How to Get Rid of Raccoons

Raccoon in a trap

Raccoons are many things - cute, intelligent, devious, charismatic, strong and downright destructive. Battling a raccoon can be a huge challenge and should be dealt with early. They are not one of those creatures that can be tolerated in your space - they will absolutely destroy an attic or crawlspace if left long enough. 

In late winter/early spring the sow raccoons (females) are looking to move from outdoor communal dens to a solitary birthing den - which can easily be your attic or roof. Here she seeks a safe spot to give birth to an average of 3 kits. She will keep the kits inside for 2-3 months depending on weather, during a cold summer they may spend nights inside regularly for the entire season. 

Raccoon dens have a communal toilet area, the size of which can indicate how many generations have been utilizing the space. Extreme caution must be taken when cleaning these areas because raccoon feces can transmit distemper, raccoon roundworms and various other bacterial infections, as well as protozoan and other parasites. Proper safety equipment and clothing is necessary for any raccoon clean up. For more information you can refer to advice from the CDC here.

Before and after pictures of damage done by raccoons in a crawlspace

This before and after shot shows a crawlspace after generations of raccoons called it home. Unfortunately the attic was also victim to destruction. Luckily this was covered by insurance but many policies have been re-written to remove wildlife protection. Know what to look and listen for - tracks in the snow, sand or mud around your cottage (just google what their tracks look like, we don't have a good photo if you can believe it! We'll fix that).
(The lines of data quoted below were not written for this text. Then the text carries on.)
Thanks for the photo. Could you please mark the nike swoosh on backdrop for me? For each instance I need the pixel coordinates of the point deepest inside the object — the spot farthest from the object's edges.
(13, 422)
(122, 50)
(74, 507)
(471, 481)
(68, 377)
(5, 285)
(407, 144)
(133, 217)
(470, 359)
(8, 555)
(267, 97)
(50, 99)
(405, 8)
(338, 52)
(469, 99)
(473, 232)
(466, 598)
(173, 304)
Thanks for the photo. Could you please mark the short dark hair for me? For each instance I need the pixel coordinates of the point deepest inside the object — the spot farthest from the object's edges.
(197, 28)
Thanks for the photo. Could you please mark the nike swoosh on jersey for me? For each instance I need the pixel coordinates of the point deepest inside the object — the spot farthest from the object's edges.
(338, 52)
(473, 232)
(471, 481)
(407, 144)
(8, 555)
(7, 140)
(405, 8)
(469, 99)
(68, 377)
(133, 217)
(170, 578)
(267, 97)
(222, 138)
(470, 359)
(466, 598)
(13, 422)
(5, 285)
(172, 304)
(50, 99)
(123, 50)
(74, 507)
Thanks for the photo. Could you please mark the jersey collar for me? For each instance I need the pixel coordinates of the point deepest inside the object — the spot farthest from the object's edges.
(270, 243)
Raccoons make a wide variety of sounds: thumping or scratching while they move around but also vocalizations such as growling, snarling and a high pitched purr.
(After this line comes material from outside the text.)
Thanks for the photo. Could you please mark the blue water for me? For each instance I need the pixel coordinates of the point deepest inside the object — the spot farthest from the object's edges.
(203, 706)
You should also look for entry points, which is easier said than done. Raccoons need a fairly large access hole, but you may have to get on the roof to see it. Any trees very close to the building, especially with branches touching the roof, allow them direct access. So do TV antennas if you still have one. Raccoons will use it as a ladder and get directly onto your roof. From there they can rip through roof vents, peel away fascia or soffit, or rip off decorative covers for air ventilation in the attic. To access a crawlspace under the building, all they have to do is dig a hole in most cases, so look for disturbed dirt that looks like it has been smoothed away from the building.
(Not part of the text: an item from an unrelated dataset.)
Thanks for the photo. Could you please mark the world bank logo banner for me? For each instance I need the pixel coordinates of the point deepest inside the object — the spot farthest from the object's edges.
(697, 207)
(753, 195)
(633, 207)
If you have a raccoon already and are looking to live trap it, be sure to wear heavy duty wildlife gloves and remember that by law, animals in live traps must be released within 1 km of the trap site to prevent the spread of population-specific diseases. Live traps must be checked every 24 hours to ensure the animal doesn't suffer.

If you are ready to take measures to seal them out, be absolutely certain that all the animals are out. If you seal one in there are too many consequences to list. Some DIY techniques to deter raccoons are:

- Remove tree limbs within ~2' of the roofline.

- Cover TV antenna with flat stock to prevent climbing - covering one rung is sufficient but make sure to cover the bottom as well .

- Ensure all soffit is securely attached to 'J' trim and fascia.

- Cover roof vents with hardware cloth to prevent animals from pulling the vent off. Chicken wire and rocks won't do it, as you can see in the photo below.

- Install hardware cloth inside attic ventilation areas.

- Use flat stock or hardware cloth as a skirt around the bottom of the building, ensuring some of the substrate below has been excavated to prevent digging (see photo).